Ultimately, after two visits, she seemed worse.  She seemed to have difficulty standing.  Her sobs continued.  Her officer and I sympathetic but worried about being tricked.  She was given pain meds and transferred for an MRI.  Maybe there was something going on in her spinal cord. Maybe a hematoma, maybe an abscess.  Who knew?

Here is the conundrum of compassion, as it were.  The compassionate will be cheated, fooled, and lied to.  This is life in the ER. This is life on earth.  The right thing is often, in the rear-view-mirror, exactly the wrong thing, as those who fool us laugh and drive away.

But we have the last laugh.  Because the right thing is just that.  The right thing.  And it’s a great lesson here in the Lenten season.  To show kindness, to give mercy, to expect to be the butt of the joke, the patsy, these are all the ‘price of doing business,’ when our business is being like Jesus.

I believe she had pain, but even if she lied to me, even if she gamed me, it’s OK.   I’m not offended.  She was vulnerable. She was wounded. She was broken.  She was a prisoner. And here’s what Isaiah, God’s prophet, said about captives and prisoners.  And notice, no mention of guilt, or of punishment deserved or earned.  Isaiah 61: 1-3

The Spirit of the Sovereign Lord is on me,
because the Lord has anointed me
to proclaim good news to the poor.
He has sent me to bind up the brokenhearted,
to proclaim freedom for the captives
and release from darkness for the prisoners,a
2to proclaim the year of the Lord’s favor
and the day of vengeance of our God,
to comfort all who mourn,
3and provide for those who grieve in Zion—
to bestow on them a crown of beauty
instead of ashes,
the oil of joy
instead of mourning,
and a garment of praise
instead of a spirit of despair.
They will be called oaks of righteousness,
a planting of the Lord
for the display of his splendor.

Jesus said the same thing at the beginning of his ministry.  Luke 4: 16-21.

Jesus returned to Galilee in the power of the Spirit, and news about him spread through the whole countryside. 15 He was teaching in their synagogues, and everyone praised him.
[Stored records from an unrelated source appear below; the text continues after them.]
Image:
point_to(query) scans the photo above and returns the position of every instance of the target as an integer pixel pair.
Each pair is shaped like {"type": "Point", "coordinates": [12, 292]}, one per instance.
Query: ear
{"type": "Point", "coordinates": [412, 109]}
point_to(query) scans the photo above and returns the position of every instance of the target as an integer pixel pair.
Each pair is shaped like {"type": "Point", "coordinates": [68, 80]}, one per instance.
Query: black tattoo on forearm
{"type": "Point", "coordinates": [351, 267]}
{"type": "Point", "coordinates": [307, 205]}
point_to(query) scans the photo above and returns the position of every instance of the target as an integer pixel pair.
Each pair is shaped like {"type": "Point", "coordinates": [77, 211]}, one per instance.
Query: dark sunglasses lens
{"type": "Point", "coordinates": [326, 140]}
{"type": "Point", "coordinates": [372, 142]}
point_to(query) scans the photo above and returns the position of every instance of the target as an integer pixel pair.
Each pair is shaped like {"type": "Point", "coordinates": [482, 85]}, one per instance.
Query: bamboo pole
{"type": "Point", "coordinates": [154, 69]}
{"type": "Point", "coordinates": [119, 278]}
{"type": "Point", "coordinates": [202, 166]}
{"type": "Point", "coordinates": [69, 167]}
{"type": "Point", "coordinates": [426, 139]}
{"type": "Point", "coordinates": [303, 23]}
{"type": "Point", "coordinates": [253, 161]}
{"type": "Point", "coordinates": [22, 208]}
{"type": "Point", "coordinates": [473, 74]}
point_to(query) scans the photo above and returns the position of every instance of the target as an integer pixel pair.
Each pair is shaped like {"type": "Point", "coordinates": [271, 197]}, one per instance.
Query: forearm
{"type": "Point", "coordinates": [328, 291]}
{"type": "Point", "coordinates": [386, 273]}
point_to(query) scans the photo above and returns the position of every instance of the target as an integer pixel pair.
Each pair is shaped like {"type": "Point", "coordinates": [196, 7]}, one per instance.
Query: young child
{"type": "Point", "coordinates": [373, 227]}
16 He went to Nazareth, where he had been brought up, and on the Sabbath day he went into the synagogue, as was his custom. He stood up to read, 17 and the scroll of the prophet Isaiah was handed to him. Unrolling it, he found the place where it is written:

18 “The Spirit of the Lord is on me,
because he has anointed me
to proclaim good news to the poor.
He has sent me to proclaim freedom for the prisoners
and recovery of sight for the blind,
to set the oppressed free,
19 to proclaim the year of the Lord’s favor.”[f]
20 Then he rolled up the scroll, gave it back to the attendant and sat down. The eyes of everyone in the synagogue were fastened on him. 21 He began by saying to them, “Today this scripture is fulfilled in your hearing.”

In this passage is healing and liberty.  And nobody is a ‘jailbird’ or ‘scumbag’ or ‘crook’ or ‘junkie.’  Jesus wants to offer this to all.

This Lenten season, can I do any less?  I, a captive of sin as all of us are, delivered and healed? I with blind eyes, seeing clearly thanks to my redemption?  God knows if I lie to him, if I try to trick him. And loves me anyway.

And if it takes showing mercy to the meth-using prisoner with back pain to honor the mercy I received, well it’s a small price to pay.